Syntax of Lambda Calculus

Lamdba calculus includes three different types of expressions, i.e.,

E :: = x(variables)

| E1 E2(function application)

| λx.E(function creation)

Where λx.E is called Lambda abstraction and E is known as λ-expressions.

Evaluating Lambda Calculus

Pure lambda calculus has no built-in functions. Let us evaluate the following expression −

(+ (* 5 6) (* 8 3)) 

Here, we can’t start with '+' because it only operates on numbers. There are two reducible expressions: (* 5 6) and (* 8 3).
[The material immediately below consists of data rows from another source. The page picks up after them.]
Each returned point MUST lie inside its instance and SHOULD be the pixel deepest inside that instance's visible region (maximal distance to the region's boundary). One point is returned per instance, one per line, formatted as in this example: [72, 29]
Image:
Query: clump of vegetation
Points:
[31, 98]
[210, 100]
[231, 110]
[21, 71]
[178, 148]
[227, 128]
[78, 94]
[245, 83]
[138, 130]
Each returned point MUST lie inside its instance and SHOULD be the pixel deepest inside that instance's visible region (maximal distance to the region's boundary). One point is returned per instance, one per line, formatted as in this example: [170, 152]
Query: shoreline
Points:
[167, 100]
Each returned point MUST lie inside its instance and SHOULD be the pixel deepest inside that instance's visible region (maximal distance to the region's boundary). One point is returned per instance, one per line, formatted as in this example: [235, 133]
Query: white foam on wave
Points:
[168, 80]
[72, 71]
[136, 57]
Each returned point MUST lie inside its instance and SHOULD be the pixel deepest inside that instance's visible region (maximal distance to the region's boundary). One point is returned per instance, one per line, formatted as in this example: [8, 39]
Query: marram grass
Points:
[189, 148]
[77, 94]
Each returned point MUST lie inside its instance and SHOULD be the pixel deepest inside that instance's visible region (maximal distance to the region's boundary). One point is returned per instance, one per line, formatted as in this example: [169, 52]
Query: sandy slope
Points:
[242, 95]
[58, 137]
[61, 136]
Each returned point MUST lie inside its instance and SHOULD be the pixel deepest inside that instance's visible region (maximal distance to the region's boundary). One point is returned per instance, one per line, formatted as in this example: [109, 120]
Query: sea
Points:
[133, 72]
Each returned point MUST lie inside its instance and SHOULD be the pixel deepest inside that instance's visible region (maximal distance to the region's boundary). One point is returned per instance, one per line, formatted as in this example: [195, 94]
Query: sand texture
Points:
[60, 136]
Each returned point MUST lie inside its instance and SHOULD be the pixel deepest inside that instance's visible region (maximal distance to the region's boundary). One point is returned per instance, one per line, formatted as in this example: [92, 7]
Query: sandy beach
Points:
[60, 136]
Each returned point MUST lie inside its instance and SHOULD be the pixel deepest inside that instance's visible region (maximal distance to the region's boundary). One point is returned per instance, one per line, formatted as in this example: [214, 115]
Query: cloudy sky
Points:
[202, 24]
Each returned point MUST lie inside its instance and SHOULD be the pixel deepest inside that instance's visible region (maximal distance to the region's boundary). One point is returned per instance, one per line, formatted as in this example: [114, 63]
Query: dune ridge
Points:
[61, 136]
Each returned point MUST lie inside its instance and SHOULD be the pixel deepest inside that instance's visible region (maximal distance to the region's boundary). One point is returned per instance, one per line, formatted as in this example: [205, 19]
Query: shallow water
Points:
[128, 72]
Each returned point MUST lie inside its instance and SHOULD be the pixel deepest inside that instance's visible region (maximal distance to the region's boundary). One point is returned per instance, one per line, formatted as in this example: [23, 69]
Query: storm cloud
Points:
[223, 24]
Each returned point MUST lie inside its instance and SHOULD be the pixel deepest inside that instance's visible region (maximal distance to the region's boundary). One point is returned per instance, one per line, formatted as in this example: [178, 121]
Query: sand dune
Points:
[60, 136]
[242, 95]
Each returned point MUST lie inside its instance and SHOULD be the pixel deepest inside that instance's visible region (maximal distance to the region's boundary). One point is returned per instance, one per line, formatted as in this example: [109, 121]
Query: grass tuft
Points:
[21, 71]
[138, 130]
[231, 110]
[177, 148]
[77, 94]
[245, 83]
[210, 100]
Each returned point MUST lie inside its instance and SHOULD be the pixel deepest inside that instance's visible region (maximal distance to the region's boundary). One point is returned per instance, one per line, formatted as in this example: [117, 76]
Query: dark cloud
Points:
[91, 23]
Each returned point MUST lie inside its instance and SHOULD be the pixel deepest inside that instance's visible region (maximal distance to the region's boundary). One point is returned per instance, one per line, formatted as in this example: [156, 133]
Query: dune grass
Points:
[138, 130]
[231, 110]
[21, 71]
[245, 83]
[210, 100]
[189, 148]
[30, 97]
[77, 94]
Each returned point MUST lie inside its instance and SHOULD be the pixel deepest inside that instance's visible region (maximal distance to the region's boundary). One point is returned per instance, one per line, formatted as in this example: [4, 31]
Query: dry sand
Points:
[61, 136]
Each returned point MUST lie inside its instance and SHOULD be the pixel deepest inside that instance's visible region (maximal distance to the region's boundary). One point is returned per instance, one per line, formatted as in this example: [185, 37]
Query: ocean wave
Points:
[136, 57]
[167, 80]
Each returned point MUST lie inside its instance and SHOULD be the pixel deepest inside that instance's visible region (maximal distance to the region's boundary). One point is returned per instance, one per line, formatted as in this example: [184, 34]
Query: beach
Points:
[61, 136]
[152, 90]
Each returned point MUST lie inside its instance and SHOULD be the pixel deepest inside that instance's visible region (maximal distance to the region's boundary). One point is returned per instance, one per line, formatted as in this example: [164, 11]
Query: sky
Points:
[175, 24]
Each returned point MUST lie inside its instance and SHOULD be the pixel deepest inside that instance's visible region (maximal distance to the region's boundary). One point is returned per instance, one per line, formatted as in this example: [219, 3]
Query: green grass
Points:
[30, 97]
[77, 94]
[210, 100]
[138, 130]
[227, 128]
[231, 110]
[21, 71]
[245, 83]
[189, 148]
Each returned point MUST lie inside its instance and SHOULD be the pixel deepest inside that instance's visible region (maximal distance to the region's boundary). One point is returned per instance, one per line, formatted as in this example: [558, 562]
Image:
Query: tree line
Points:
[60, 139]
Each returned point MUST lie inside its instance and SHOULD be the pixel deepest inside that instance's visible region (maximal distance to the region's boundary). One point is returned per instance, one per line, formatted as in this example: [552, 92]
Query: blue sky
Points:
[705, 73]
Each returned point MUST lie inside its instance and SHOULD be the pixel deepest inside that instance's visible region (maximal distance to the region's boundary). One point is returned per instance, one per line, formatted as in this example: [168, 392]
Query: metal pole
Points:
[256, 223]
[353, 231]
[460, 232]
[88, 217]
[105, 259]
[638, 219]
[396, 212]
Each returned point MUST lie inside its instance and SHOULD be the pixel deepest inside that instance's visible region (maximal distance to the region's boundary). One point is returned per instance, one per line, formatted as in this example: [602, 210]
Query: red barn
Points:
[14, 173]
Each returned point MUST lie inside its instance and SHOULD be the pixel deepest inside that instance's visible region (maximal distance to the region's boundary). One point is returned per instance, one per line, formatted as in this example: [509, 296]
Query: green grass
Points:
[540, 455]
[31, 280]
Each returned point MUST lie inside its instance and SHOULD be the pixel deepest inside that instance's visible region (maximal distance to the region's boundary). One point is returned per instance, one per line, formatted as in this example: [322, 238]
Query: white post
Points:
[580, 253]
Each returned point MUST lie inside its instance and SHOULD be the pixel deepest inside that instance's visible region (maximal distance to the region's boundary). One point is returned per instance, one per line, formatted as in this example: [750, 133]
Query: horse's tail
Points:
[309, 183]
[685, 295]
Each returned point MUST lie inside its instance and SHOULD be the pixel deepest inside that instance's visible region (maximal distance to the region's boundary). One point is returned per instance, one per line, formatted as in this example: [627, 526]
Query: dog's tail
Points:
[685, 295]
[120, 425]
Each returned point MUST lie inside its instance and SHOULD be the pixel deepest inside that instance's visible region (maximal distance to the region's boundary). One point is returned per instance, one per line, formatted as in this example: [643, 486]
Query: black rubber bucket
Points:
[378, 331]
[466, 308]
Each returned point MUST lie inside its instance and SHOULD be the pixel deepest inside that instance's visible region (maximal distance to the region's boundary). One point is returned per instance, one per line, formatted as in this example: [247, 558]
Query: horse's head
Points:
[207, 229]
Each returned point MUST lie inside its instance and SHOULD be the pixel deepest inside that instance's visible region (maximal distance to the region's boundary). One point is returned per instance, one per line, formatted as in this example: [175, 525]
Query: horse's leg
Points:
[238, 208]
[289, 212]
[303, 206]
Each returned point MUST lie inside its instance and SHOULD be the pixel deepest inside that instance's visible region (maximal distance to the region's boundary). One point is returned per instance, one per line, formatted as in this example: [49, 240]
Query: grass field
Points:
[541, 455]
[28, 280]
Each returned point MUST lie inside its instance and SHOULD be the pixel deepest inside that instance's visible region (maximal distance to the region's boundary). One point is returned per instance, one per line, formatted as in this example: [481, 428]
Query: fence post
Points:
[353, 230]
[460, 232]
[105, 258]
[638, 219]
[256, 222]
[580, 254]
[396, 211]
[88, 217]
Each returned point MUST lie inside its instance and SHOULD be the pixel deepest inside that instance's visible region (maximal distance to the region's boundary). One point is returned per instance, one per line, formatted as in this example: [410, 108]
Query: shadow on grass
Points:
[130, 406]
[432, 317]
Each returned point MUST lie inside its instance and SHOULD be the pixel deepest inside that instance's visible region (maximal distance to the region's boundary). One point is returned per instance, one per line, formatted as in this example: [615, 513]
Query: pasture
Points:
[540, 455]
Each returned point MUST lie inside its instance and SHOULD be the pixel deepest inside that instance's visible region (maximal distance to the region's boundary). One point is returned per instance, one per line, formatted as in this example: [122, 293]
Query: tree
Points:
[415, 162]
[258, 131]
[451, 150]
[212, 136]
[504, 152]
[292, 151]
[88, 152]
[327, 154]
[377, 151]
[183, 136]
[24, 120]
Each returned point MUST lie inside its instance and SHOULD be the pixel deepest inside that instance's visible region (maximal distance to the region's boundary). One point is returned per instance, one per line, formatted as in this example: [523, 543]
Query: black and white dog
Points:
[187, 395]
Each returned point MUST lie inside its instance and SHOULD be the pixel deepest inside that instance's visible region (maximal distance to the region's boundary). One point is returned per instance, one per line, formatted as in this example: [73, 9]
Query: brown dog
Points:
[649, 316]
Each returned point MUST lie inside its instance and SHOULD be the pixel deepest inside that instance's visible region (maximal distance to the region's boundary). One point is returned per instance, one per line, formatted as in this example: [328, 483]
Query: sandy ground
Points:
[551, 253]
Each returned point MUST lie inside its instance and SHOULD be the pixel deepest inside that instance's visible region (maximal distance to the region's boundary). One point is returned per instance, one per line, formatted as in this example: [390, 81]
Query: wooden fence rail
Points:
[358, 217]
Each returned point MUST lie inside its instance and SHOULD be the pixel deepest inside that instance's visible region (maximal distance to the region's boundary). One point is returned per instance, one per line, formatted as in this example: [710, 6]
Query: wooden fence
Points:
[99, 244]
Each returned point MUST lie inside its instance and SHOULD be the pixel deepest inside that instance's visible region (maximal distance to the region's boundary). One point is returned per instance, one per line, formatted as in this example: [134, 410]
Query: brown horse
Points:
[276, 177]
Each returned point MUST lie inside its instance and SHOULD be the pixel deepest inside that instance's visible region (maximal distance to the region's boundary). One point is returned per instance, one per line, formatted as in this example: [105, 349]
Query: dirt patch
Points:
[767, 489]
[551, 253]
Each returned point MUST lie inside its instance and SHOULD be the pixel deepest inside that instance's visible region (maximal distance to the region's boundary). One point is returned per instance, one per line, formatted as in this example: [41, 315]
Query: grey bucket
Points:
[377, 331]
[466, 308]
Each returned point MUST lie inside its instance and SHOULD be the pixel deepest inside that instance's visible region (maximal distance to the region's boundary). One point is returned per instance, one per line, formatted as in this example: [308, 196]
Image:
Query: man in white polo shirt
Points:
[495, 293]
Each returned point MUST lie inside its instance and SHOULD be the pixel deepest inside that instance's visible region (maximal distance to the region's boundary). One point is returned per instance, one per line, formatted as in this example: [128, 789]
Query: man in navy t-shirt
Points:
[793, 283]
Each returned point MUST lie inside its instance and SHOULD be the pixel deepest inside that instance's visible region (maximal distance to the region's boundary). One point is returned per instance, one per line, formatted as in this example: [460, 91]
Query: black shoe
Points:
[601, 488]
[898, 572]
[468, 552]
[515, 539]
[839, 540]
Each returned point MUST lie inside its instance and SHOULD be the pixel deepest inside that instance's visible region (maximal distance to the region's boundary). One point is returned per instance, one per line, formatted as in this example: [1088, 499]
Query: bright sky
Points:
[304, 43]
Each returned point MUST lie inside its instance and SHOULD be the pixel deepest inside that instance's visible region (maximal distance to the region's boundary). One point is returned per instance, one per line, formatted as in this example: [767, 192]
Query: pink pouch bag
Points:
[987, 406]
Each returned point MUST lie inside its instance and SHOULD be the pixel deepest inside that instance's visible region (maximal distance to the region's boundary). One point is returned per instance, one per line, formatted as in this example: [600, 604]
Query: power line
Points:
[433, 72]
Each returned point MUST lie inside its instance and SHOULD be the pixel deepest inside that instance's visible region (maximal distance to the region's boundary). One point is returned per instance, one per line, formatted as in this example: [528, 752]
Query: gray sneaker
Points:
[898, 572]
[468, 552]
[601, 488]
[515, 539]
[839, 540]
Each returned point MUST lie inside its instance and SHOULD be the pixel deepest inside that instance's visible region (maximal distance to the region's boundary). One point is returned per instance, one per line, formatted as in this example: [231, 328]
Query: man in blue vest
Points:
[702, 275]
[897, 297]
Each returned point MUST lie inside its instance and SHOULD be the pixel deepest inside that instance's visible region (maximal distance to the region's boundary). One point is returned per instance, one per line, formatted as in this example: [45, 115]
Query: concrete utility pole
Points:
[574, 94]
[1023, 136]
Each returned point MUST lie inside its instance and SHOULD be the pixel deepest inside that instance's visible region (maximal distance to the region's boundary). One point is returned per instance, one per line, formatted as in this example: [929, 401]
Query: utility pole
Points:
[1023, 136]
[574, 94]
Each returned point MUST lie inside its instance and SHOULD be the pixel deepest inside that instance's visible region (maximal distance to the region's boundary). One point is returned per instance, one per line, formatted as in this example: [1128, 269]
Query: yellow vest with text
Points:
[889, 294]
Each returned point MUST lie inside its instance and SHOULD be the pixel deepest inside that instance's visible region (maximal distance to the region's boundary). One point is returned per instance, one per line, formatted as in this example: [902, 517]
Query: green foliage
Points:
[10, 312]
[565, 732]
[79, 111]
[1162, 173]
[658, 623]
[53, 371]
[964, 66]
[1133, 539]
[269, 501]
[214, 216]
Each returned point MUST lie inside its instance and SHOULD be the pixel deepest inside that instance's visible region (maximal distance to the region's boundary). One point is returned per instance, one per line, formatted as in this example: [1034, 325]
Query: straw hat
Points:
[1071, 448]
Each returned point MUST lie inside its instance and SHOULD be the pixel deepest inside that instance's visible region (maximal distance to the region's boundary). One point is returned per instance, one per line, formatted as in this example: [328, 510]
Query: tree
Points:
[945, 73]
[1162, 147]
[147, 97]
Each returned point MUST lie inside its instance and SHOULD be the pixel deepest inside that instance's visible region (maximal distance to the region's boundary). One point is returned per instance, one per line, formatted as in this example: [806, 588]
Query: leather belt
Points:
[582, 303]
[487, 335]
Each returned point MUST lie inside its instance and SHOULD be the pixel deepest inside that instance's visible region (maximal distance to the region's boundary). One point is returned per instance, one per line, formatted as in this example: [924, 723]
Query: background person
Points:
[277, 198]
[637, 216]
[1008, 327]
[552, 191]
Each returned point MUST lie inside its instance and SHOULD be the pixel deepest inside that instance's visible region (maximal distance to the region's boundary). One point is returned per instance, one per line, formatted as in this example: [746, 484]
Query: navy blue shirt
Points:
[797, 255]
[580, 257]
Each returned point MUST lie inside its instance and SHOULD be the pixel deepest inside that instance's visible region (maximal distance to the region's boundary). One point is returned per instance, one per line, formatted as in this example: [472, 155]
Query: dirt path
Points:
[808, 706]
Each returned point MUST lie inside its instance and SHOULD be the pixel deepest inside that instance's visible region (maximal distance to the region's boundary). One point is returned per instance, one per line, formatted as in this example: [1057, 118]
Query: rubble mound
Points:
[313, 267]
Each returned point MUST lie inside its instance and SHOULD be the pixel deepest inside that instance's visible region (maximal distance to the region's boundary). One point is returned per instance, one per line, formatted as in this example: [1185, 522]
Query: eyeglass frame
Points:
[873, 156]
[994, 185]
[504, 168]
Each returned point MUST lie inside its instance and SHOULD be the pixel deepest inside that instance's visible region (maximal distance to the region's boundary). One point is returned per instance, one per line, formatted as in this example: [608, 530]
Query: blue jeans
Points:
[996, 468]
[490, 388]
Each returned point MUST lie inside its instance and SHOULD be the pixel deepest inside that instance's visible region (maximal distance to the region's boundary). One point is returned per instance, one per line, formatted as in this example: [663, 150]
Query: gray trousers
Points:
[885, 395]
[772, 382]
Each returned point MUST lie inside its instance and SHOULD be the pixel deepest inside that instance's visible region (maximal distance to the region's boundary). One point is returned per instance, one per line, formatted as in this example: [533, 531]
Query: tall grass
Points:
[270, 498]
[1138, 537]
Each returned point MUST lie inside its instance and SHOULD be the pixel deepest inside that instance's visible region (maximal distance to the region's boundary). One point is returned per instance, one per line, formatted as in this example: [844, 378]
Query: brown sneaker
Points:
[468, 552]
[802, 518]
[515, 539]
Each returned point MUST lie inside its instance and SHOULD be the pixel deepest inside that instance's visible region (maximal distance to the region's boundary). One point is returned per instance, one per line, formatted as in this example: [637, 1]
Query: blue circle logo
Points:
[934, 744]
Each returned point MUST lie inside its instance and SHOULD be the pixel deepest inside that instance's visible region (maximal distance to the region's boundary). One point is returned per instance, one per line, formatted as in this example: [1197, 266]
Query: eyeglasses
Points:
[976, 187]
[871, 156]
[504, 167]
We can reduce either one first. For example −

(+ (* 5 6) (* 8 3)) 
(+ 30 (* 8 3)) 
(+ 30 24) 
= 54

β-reduction Rule

We need a reduction rule to handle λs

(λx . * 2 x) 4 
(* 2 4) 
= 8

This is called β-reduction.

The formal parameter may be used several times −

(λx . + x x) 4 
(+ 4 4) 
= 8

When there are multiple terms, we can handle them as follows −

(λx . (λx . + (− x 1)) x 3) 9 

The inner x belongs to the inner λ and the outer x belongs to the outer one.

(λx . + (− x 1)) 9 3 
+ (− 9 1) 3 
+ 8 3 
= 11

Free and Bound Variables

In an expression, each appearance of a variable is either "free" (to λ) or "bound" (to a λ).

β-reduction of (λx . E) y replaces every x that occurs free in E with y. For Example −

Bound Variables

Alpha Reduction

Alpha reduction is very simple and it can be done without changing the meaning of a lambda expression.

λx . (λx . x) (+ 1 x) ↔ α λx . (λy . y) (+ 1 x) 

For example −

(λx . (λx . + (− x 1)) x 3) 9 
(λx . (λy . + (− y 1)) x 3) 9 
(λy . + (− y 1)) 9 3 
+ (− 9 1) 3 
+ 8 3 
11 

Church-Rosser Theorem

The Church-Rosser Theorem states the following −

  • If E1 ↔ E2, then there exists an E such that E1 → E and E2 → E. “Reduction in any way can eventually produce the same result.”

  • If E1 → E2, and E2 is normal form, then there is a normal-order reduction of E1 to E2. “Normal-order reduction will always produce a normal form, if one exists.”